Flash Fridays – The Flash #296 April 1981

Jan 14, 2022

The big news about this issue of The Flash is that the book returns to the drawing board of Carmine Infantino, the artist who helped launch the Silver Age Flash twenty years earlier. For those of us who grew up with and were inspired by those  books (including among them this issue’s writer Cary Bates), Infantino’s work holds a special place in our lives. With his body of work on The Flash as well as Adam Strange, Infantino practically was the Silver Age for a time. So it’s nice to see that elegant style back in the service of a Flash story, and it had to have been a thrill for Cary Bates. I’m not sure how Infantino felt returning to penciling after having been the boss of DC all those years, but the life of a comics pro has never been anything less than Darwinean.

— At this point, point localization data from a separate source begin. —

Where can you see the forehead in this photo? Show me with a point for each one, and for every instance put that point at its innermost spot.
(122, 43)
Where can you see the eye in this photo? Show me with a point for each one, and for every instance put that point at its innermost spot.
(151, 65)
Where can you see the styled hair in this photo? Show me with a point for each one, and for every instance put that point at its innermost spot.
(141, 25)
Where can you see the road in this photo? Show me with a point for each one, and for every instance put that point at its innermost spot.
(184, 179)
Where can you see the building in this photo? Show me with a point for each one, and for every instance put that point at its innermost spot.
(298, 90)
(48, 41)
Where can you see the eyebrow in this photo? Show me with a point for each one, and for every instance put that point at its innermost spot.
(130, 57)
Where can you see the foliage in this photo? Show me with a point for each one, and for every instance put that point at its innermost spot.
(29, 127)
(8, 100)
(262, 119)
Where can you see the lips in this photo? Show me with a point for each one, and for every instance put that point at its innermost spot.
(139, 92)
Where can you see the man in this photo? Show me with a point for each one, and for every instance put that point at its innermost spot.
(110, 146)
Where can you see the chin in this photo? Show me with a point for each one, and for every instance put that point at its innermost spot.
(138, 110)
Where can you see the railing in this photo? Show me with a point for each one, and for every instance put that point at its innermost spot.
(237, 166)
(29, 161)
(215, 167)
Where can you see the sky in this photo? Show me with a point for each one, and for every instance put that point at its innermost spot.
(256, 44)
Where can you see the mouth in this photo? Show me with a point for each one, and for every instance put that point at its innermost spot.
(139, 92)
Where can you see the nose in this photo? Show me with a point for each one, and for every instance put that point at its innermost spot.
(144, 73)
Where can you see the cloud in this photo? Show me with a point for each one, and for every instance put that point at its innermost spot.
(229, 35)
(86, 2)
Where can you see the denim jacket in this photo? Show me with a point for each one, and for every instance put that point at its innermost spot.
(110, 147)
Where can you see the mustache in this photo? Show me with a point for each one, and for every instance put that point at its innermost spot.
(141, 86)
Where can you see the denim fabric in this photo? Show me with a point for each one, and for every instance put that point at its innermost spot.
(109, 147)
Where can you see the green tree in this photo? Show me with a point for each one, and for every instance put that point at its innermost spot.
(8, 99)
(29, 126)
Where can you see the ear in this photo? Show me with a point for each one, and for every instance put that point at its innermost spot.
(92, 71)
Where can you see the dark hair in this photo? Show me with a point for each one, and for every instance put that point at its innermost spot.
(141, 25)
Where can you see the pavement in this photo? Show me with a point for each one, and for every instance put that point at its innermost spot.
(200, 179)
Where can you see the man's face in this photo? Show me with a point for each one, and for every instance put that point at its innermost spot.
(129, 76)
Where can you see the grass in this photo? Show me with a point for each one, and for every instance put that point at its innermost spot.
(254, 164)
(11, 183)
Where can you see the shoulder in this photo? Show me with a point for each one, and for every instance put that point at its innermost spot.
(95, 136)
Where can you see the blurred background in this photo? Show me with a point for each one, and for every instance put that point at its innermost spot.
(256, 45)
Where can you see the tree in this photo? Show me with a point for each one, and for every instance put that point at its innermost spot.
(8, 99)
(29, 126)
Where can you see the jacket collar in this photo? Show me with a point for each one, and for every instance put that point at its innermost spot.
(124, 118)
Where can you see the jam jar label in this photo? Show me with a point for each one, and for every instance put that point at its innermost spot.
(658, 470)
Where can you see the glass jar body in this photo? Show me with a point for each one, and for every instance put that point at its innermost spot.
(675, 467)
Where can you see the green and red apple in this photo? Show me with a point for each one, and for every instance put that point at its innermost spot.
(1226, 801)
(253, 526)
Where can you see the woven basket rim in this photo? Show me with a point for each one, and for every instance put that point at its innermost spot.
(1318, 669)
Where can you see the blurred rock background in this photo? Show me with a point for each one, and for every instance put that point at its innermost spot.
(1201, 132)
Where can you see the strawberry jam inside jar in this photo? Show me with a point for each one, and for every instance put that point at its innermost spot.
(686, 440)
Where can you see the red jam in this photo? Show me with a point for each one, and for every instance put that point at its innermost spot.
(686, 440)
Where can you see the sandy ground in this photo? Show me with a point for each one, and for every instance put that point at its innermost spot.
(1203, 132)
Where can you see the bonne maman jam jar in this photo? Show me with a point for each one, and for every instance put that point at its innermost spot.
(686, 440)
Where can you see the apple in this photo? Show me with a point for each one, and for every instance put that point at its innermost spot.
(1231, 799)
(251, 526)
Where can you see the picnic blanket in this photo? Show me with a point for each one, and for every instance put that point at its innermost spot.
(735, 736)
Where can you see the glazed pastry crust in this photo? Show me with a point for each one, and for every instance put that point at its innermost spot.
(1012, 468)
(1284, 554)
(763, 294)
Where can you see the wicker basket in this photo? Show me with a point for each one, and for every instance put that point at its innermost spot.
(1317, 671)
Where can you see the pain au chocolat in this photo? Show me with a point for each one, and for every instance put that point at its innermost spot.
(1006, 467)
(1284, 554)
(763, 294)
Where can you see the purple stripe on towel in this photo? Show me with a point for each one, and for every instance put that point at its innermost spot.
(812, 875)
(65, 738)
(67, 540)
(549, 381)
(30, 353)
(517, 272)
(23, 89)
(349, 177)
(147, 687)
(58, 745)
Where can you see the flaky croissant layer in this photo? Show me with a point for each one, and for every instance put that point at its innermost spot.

Having the Ralph Dibney the Elongated man join the Flash on this occasion merely adds to the nostalgia. Cary Bates story is a simple one that somehow just feels right for the moment with its call back to the work of the Flash’s early writer John Broom. It’s both short, sweet and reminiscent. In the elevator pitch, the Elongated Man has been on the trail of three circus performers across Europe as they committed robberies at various drug manufactures. It turns out that they’re stealing the medical supplies for a fourth performer whose extreme Elephant Man deformities have resigned him to the circus’s freak show. The Flash stops Ralph as he’s about to capture them, and once he understands the situation, Ralph figures out that one of the stolen ingrediants is gingold, the thing that gives him his stretching ability. He then susses out that the cure needs to be administered along with his specific type O blood. A transfusion takes place, the cure works, and the circus performers are given leniency. In the end, it’s nice to see the two old superhero pals together again as they walk off on into a promising dawn (literally).

So with the return of Infantino, all is good and perfect again, right? Well, good certainly… but, perfect? Mmmm… let’s not spoil the moment. More on that later.